Nouwen went on to teach at the University of Notre Dame and
at the divinity schools at both Yale and Harvard. But as an advocate of
“downward mobility,” in the early 1980s he lived and worked with the poor in
Peru, and then in 1985 he joined the first L’Arche community, which was in
France.**
In 1986 Nouwen visited the Hermitage in St. Petersburg,
Russia, and spent hours and hours looking at and meditating on Rembrandt’s 1669
painting titled “The Prodigal Son.” In the Prologue of his book, he describes that
encounter with Rembrandt’s famous painting.
Also a Dutchman, Rembrandt died at age 63. Nouwen died at
age 64, four years after his book The Return of the Prodigal Son was published
in 1992.
A Bit about Jesus’ Parable
There are three main parts in Nouwen’s engrossing book: The
Younger Son, The Elder Son, and The Father. Those of us who grew up in
evangelical churches have heard most about the younger son: after all, he was
the “prodigal” in the usual title of Jesus’ parable recorded in Luke 15:11~32.
Evangelistic sermons on that parable
usually concluded with an “invitation” that sometimes included singing the hymn
“Softly and Tenderly” with this refrain,
Come home, come
home,
Ye who are weary, come home;
Earnestly, tenderly, Jesus is calling,
Calling, O sinner, come home!
Jesus’ point in his parable, though, was about the elder
son. Luke 15 begins, “Now all the tax collectors and sinners were coming
near to listen to him. And the Pharisees and the scribes were grumbling and
saying, ‘This fellow welcomes sinners and eats with them’” (vv. 1-2, NRSV).
So Jesus told the parable to liken the Pharisees and scribes to
the elder son, whom the father also dearly loved.
The parable also is about the father, who sometimes (such as
by Michael Denk, here),
is referred to as the “prodigal father.”
Fr. Denk points out that prodigal can mean lavish
and Jesus’ parable teaches that “all it takes is one step towards Him and The
Prodigal Father will lavish you with His grace, tenderness, and unconditional
love.”
The Point of Nouwen’s Book
Currently, one of the major criticisms of traditional
Christianity by the younger generation is that it is too judgmental. So now,
even more than thirty years ago when it was first written, Christians need to
take to heart Nouwen’s main point: we need to be more like the compassionate father.
Nouwen puts considerable emphasis on the father’s hands in
Rembrandt’s painting. The two hands on the kneeling younger son are different:
one is a strong masculine hand but the other is a tender feminine hand. Nouwen declares
that this depicts the “love of God who is Father as well as Mother.”

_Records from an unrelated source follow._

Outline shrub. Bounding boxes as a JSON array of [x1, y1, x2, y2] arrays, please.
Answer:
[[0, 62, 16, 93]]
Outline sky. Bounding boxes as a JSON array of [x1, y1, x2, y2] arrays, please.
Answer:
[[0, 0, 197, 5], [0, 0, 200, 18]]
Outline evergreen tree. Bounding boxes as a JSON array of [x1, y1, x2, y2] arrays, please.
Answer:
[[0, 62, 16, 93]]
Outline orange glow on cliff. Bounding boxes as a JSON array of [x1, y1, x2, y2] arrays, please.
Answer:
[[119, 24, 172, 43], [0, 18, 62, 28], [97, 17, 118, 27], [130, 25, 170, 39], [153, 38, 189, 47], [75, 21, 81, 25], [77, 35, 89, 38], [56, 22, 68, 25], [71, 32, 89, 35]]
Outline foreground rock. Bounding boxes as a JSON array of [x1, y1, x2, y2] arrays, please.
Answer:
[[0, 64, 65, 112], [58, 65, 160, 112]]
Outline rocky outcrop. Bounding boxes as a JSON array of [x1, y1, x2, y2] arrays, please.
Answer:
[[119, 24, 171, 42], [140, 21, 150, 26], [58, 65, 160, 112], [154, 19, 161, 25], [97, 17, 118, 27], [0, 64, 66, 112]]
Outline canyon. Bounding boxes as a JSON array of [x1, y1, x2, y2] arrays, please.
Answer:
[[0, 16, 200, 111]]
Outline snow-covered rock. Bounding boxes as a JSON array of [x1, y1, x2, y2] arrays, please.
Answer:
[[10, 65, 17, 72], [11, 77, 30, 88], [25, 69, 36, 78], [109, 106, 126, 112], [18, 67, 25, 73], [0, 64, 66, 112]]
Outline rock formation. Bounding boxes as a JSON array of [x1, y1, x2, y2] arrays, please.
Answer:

In his concluding chapter, Nouwen asserts, “Becoming like
the heavenly Father is not just one important aspect of Jesus’ teaching, it is
the very heart of his message”—and the key characteristic of the heavenly
Father/Mother is not judgment, it is compassion.
Nouwen writes, “Looking at
Rembrandt’s painting of the father, I can see three ways to a truly compassionate
fatherhood: grief, forgiveness, and generosity.” And he concludes his book with
these words:
As I look at my own aging hands, I know that they have been given to me to stretch out toward all who suffer, to rest upon the shoulders of all who come, and to offer the blessing that emerges from the immensity of God’s love.
May we all become more like the compassionate
father—and like Henri Nouwen.
_____
** In January, I read Nouwen’s
small book The Selfless Way of Christ: Downward Mobility and the Spiritual Life (2007). I noted, This was a small but quite profound book that could/should be read often.